Novated Lease: A vehicle lease for employees, where payments are deducted from their pre-tax salary as part of a salary packaging arrangement.
Equipment Lease: Tailored for businesses needing machinery, tools, or technology, spreading the cost over time.
Finance lease
A finance lease is a form of rental agreement under which you lease an asset for an agreed period and rental. A residual value is set upfront to reflect the asset’s value at the end of the term. This is accounted for on the balance sheet.
Under the conditions of most finance leases you have no option or right to purchase the asset. However it is common practice that most financiers will consider an offer from you to purchase the asset at the end of the term for the residual value. Alternately, you may trade it in on a replacement, return it to the financier paying the difference between the residual and market value (residual risk) or even extend the lease for a further term.

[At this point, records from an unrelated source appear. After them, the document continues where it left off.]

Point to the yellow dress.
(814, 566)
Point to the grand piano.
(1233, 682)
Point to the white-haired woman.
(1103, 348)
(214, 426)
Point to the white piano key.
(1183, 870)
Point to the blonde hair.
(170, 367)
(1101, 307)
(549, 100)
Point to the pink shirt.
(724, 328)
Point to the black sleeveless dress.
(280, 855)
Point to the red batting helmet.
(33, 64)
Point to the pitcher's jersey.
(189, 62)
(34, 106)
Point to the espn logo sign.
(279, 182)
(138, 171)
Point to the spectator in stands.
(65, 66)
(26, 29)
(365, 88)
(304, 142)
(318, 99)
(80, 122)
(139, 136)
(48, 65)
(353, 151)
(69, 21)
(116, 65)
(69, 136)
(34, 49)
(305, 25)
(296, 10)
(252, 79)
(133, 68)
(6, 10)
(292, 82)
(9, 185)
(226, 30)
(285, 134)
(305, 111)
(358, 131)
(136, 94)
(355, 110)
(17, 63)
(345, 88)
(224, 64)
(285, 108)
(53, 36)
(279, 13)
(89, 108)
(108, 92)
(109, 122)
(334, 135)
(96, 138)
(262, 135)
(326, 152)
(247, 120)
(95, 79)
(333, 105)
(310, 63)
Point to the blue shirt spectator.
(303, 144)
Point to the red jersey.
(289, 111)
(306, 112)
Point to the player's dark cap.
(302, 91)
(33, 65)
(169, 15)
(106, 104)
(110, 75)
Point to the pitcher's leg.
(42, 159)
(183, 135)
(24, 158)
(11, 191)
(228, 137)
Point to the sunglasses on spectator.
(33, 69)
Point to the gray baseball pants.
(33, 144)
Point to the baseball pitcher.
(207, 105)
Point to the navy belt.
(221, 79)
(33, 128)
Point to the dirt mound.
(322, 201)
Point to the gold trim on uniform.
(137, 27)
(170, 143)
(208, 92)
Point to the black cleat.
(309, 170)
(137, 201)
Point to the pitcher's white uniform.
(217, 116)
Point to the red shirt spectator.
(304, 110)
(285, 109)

Operating/Maintained lease
A fully maintained operating lease offers an organisation the benefits of a hassle free method of vehicle usage. It is finance not shown on the balance sheet and in one monthly payment takes care of all costs associated with the vehicle i.e., all costs in relation to maintenance, insurance, finance are included. Once you decide on the motor vehicle required you simply decide on the length of the lease required and calculate how many kilometres you will travel in each year. Based on this the financier will calculate a monthly repayment. At the end of the lease term you hand the vehicle back to the lender with no residuals or balloon payments required.
Commercial hire purchase
Commercial hire purchase (CHP) is an agreement between the purchaser and the financier whereby the financier owns the vehicle or equipment during the hiring period. It differs from a finance lease in that the goods automatically become yours once all terms of the agreement have been completed – usually when the final instalment is paid. As such it is finance taken out by a business when they wish to purchase the goods.
A CHP can be arranged with or without a final balloon payment at the end of the term depending on what your budgetary requirements are. The repayments are fixed for the term of the CHP. An upfront deposit or trade-in, which will reduce your rental commitments, is optional. It is accounted for on the balance sheet.
Chattel mortgage
Similar arrangement to a hire purchase but with specific GST benefits, which in certain circumstances will allow the entire GST proportion, be claimed in the first BAS period after purchase. Loan structure can be tailored in a similar fashion to a CHP or finance lease.